The showdown seemed inevitable given TikTok’s foreign entanglements and the app’s quick ascendence. The app accounted for 17% of total time spent on mobile apps globally in 2022, according to Data.ai — second behind WeChat’s 19.5% and well ahead of No. 3 YouTube’s 12.7%. Chew told lawmakers that TikTok has 150 million users in the U.S. That’s 50% more than the 100 million figure TikTok previously made public (and eMarketer’s latest estimate of 95.8 million at the end of 2022). Among U.S. Gen Z consumers aged 18 to 24, TikTok ranks No. 2 behind Instagram in monthly average users, according to Data.ai.

But the app’s fate in the United States “is on shakier ground than ever,” according to eMarketer principal analyst Jasmine Enberg. “TikTok’s decision to highlight how entrenched the app has become in US society was miscalculated,” Enberg said in a statement. “It actually strengthened U.S. lawmakers’ argument that TikTok poses a threat to both national security and young people.”

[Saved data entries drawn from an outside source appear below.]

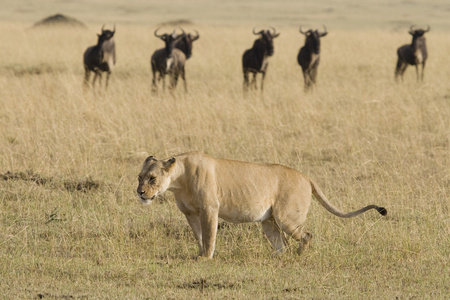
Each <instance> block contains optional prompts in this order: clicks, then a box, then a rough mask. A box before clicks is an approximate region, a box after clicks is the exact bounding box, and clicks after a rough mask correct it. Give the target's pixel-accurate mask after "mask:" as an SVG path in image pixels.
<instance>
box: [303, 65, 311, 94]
mask: <svg viewBox="0 0 450 300" xmlns="http://www.w3.org/2000/svg"><path fill="white" fill-rule="evenodd" d="M303 78H304V80H305V92H308V91H309V88H310V86H311V71H310V70H309V69H308V70H305V71H304V72H303Z"/></svg>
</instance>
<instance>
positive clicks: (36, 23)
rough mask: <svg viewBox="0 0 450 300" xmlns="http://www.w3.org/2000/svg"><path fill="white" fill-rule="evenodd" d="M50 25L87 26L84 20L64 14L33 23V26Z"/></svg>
mask: <svg viewBox="0 0 450 300" xmlns="http://www.w3.org/2000/svg"><path fill="white" fill-rule="evenodd" d="M48 26H69V27H80V28H86V25H84V24H83V23H82V22H80V21H78V20H77V19H75V18H72V17H69V16H65V15H63V14H56V15H53V16H50V17H47V18H45V19H43V20H41V21H39V22H36V23H35V24H34V25H33V28H38V27H48Z"/></svg>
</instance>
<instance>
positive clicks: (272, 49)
mask: <svg viewBox="0 0 450 300" xmlns="http://www.w3.org/2000/svg"><path fill="white" fill-rule="evenodd" d="M271 28H272V32H271V31H270V30H261V31H259V32H256V31H255V28H253V34H254V35H261V38H260V39H259V41H261V43H262V44H263V45H264V46H265V47H266V50H267V54H268V55H269V56H272V55H273V39H274V38H276V37H278V36H279V35H280V33H277V32H276V30H275V28H273V27H271ZM255 43H256V42H255Z"/></svg>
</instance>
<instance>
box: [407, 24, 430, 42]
mask: <svg viewBox="0 0 450 300" xmlns="http://www.w3.org/2000/svg"><path fill="white" fill-rule="evenodd" d="M428 31H430V26H429V25H428V26H427V29H425V30H424V29H414V25H412V26H411V27H410V28H409V34H410V35H412V36H413V38H414V39H416V38H419V37H421V36H423V35H424V34H425V33H427V32H428Z"/></svg>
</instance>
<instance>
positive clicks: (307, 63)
mask: <svg viewBox="0 0 450 300" xmlns="http://www.w3.org/2000/svg"><path fill="white" fill-rule="evenodd" d="M324 29H325V31H324V32H319V31H318V30H312V29H310V30H308V31H306V32H304V31H302V28H300V33H302V34H304V35H305V37H306V38H305V45H304V46H303V47H302V48H301V49H300V51H299V53H298V56H297V62H298V64H299V65H300V66H301V67H302V72H303V79H304V81H305V91H309V90H310V88H312V86H313V85H314V84H316V80H317V68H318V67H319V62H320V38H321V37H324V36H326V35H327V33H328V32H327V29H326V28H325V26H324Z"/></svg>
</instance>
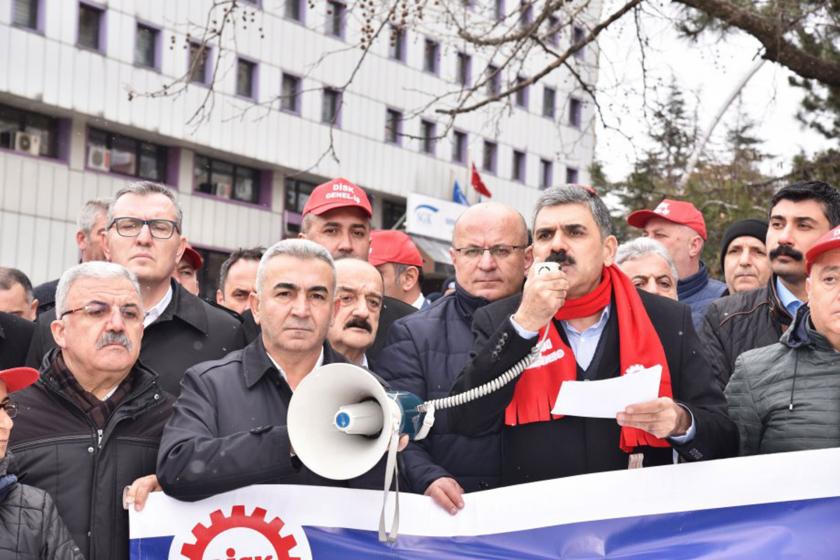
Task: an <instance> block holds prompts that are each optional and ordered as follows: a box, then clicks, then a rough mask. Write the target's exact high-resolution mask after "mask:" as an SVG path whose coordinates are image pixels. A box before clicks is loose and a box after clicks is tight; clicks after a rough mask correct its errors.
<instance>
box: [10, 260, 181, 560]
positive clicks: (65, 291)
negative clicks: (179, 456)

Brendan Carr, a commissioner with the Federal Communications Commission, agrees. The vocal TikTok critic told CBS News “the day could not have gone any worse for TikTok” and that Chew “completely failed” to gain “some level” of trust and credibility with members of Congress.

While a TikTok ban appears popular amongst politicians, not everybody is supportive. The Cato Institute’s Paul Matzo called a ban “a hamfisted mistake” born from “neo-Cold War paranoia.” It wouldn’t necessarily make America safer, he argued, and would amount to a bail-out for Meta, whose TikTok competitor, Instagram, has failed to win on a level playing field. The Brookings Institute’s Darrell M. West and Michaela Robison argue that a ban would open up U.S. companies in China — such as automaker Tesla — to similar scrutiny.

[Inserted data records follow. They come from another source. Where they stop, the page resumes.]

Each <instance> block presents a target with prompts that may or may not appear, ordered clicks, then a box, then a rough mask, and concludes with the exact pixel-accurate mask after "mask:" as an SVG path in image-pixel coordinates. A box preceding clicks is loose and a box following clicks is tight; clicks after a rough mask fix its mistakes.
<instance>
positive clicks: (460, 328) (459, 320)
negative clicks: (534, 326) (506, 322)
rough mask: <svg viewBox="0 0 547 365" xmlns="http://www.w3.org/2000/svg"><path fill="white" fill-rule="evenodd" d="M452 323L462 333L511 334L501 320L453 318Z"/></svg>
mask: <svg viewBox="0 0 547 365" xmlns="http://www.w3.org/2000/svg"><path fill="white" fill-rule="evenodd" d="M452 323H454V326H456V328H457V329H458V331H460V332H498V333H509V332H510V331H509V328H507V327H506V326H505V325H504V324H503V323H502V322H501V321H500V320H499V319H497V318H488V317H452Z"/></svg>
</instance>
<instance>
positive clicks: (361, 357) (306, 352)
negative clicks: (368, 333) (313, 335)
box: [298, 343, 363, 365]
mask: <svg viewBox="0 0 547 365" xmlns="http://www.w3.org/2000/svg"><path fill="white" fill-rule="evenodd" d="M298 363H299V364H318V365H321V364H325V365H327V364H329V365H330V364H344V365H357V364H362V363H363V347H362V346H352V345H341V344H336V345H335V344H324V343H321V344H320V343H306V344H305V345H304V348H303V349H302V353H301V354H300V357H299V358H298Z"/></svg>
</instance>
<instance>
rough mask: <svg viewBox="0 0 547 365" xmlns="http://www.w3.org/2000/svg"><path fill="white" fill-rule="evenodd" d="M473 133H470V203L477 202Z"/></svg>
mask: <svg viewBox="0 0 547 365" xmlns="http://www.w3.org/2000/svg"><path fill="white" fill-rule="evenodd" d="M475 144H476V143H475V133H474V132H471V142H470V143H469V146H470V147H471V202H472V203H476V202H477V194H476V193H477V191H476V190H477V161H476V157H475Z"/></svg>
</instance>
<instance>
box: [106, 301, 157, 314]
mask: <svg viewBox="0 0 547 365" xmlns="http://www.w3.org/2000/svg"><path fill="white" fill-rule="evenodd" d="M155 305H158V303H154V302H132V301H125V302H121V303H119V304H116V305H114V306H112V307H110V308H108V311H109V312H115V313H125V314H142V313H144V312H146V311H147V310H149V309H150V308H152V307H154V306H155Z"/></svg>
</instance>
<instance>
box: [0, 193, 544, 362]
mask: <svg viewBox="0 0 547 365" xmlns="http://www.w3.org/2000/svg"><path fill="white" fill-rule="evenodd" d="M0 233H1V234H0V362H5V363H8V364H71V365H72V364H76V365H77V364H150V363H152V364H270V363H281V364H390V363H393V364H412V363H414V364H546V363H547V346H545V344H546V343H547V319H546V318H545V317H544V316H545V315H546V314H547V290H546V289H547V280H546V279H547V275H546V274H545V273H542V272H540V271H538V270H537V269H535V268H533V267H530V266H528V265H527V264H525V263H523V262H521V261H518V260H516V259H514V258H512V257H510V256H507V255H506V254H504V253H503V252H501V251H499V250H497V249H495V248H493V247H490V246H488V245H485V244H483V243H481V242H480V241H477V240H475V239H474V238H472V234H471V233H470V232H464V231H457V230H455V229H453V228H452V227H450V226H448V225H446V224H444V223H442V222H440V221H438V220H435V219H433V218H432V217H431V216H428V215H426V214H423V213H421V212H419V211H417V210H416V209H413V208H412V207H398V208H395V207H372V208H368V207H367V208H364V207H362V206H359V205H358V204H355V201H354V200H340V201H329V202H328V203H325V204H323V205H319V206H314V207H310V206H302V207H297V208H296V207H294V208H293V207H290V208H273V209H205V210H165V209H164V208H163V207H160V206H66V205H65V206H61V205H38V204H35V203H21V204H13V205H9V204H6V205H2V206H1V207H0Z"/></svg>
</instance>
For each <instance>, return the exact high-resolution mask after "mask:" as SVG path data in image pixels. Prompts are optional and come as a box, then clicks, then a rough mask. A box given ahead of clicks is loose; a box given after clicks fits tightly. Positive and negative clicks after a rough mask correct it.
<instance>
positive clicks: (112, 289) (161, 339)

If a ban could withstand a legal challenge — former President Donald Trump’s attempt to ban TikTok and Chinese messaging app WeChat both failed — TikTok’s parent company, Bytedance, would be forced to sell the company. President Joe Biden’s administration has encouraged Bytedance to sell TikTok. But it wouldn’t be a straightforward process. China would “strongly oppose” a forced sale, a Ministry of Commerce spokesperson said Thursday, and TikTok is subject to Chinese law on tech exports and would require government approval.

A prompt sale of TikTok, which is reportedly valued at $60 billion, would be the best outcome for the music industry in search of new sources of streaming revenue. TikTok’s revenue rocketed from $4 billion in 2021 to $10 billion in 2022, according to reports. Research firm Omdia projects that TikTok’s ad revenue will climb to $44 billion by 2027 — presumably assuming there are no geopolitical interferences — and surpass the combined video ad revenues of Meta and YouTube. Although TikTok is not a major source of revenue for labels and publishers, rights holders expect to eventually have licensing agreements that give them a share of advertising revenue for user-generated content (like their deal with YouTube).

The current hodgepodge of bans also hurts both TikTok and the music industry. In the United States, TikTok has already been banned by some federal agencies, state and local governments and universities. Elsewhere, TikTok has been banned from the official phones of staff of the European Commission, U.K. parliament, Canadian government, Belgian government, Danish Defense Ministry and Latvian Foreign Ministry, to name a few. Fewer TikTok apps installed on fewer smartphones is twice the punishment for an app that depends on user-generated content. Lower usage means fewer people creating and viewing videos.

Perhaps the biggest question is what would happen to TikTok under new ownership. If, say, Oracle owned a stake in TikTok, as was proposed during the Trump administration, would the app continue to have the same magical recommendation algorithm that has made TikTok so irresistible and its competitors unable to keep up? New ownership would eliminate restraints on TikTok’s revenue and user growth, but if the product suffers, the music industry would be handed a less effective promotional tool and a less valuable source of revenue. The only certainty in this TikTok controversy is that such unintended consequences are guaranteed.